Conselho Nacional de Política Energética (CNPE) fixou meta de descarbonização do setor de gás natural em 0,5% (Foto/Reprodução)
CNPE
O Conselho Nacional de Política Energética (CNPE) estabeleceu em 0,5% a meta para a redução das emissões de gases do efeito estufa do setor de gás natural.
Meta
A meta ficou abaixo da estipulada pela Lei do Combustível do Futuro (Lei 14.993/2024) que tinha fixado o percentual inicial de 1%. A mudança foi justificada pela necessidade de ajustes no mercado de biometano, substituto sustentável ao derivado do petróleo.
Avaliação
Segundo André Galvão, superintendente da Associação Brasileira de Resíduos e Meio Ambiente (Abrema), a avaliação inicial do governo previa uma redução ainda maior para 0,25%, mas a revisão de parâmetros apresentados pelo setor viabilizou o ajuste para 0,5%.
Monitoramento
Além da revisão da meta anual, o CNPE determinou ainda a constituição de uma Mesa de Monitoramento do Mercado de Biometano, coordenada pelo Ministério de Minas e Energia, com o objetivo de restabelecer a meta em 1%.
Lei
Prevista na Lei do Combustível do Futuro, a meta de emissões de gases do efeito estufa integra o Programa Nacional de Descarbonização do Produtor e Importador de Gás Natural e de Incentivo ao Biometano.
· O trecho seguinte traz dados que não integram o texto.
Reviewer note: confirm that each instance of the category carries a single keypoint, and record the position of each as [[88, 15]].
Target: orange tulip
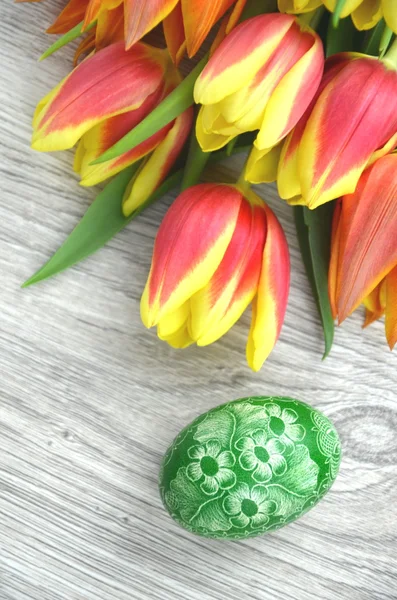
[[363, 266], [186, 22], [217, 250]]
Uma das políticas que dão base a compromissos internacionais, como o Acordo de Paris.
Impacto
A mudança pode impactar o cumprimento da Contribuição Nacionalmente Determinada (NDC na sigla em inglês), apresentada pelo Brasil durante a 29ª Conferência das Nações Unidas sobre Mudanças Climáticas (COP29), em Baku.
Gases
As metas propostas pela NDC brasileira definem a redução de emissões de gases do efeito estufa em todo o país, dentro de uma feixa entre 59% e 67% até 2035. E a neutralidade das emissões até 2050.
Biometano
Na avaliação de André Galvão, superintendente da Abrema, o setor de produção de biometano a partir de plantas de aproveitamento do resíduo sólido segue crescendo o que poderá viabilizar, inclusive, uma futura avaliação que leve à adoção de percentuais acima de 1% nos próximos anos, o que poderia reverter rapidamente os impactos da decisão atual.
Autorizações
De acordo com a Biogás, já há 50 novas autorizações de plantas a entrarem em funcionamento até 2027 e os estudos de mapeamento de mercado indicam mais 127 empreendimentos até 2030.
Bolívia
A Agência Eixos destacou que a YPFB projeta uma redução de 30% nas exportações de gás natural da Bolívia em 2026 e uma movimentação ainda marginal de gás argentino rumo ao Brasil.
Brasil
A estatal boliviana, que tem o Brasil como seu principal mercado externo, convive com o declínio de suas reservas e prevê exportar, este ano, na média, 9,11 milhões de m³/dia.
Contratos
Os dados incluem tanto os contratos firmes quanto os volumes exportados na modalidade interruptível, no mercado spot, e fazem parte do relatório de prestação de contas, divulgado pela companhia na semana passada.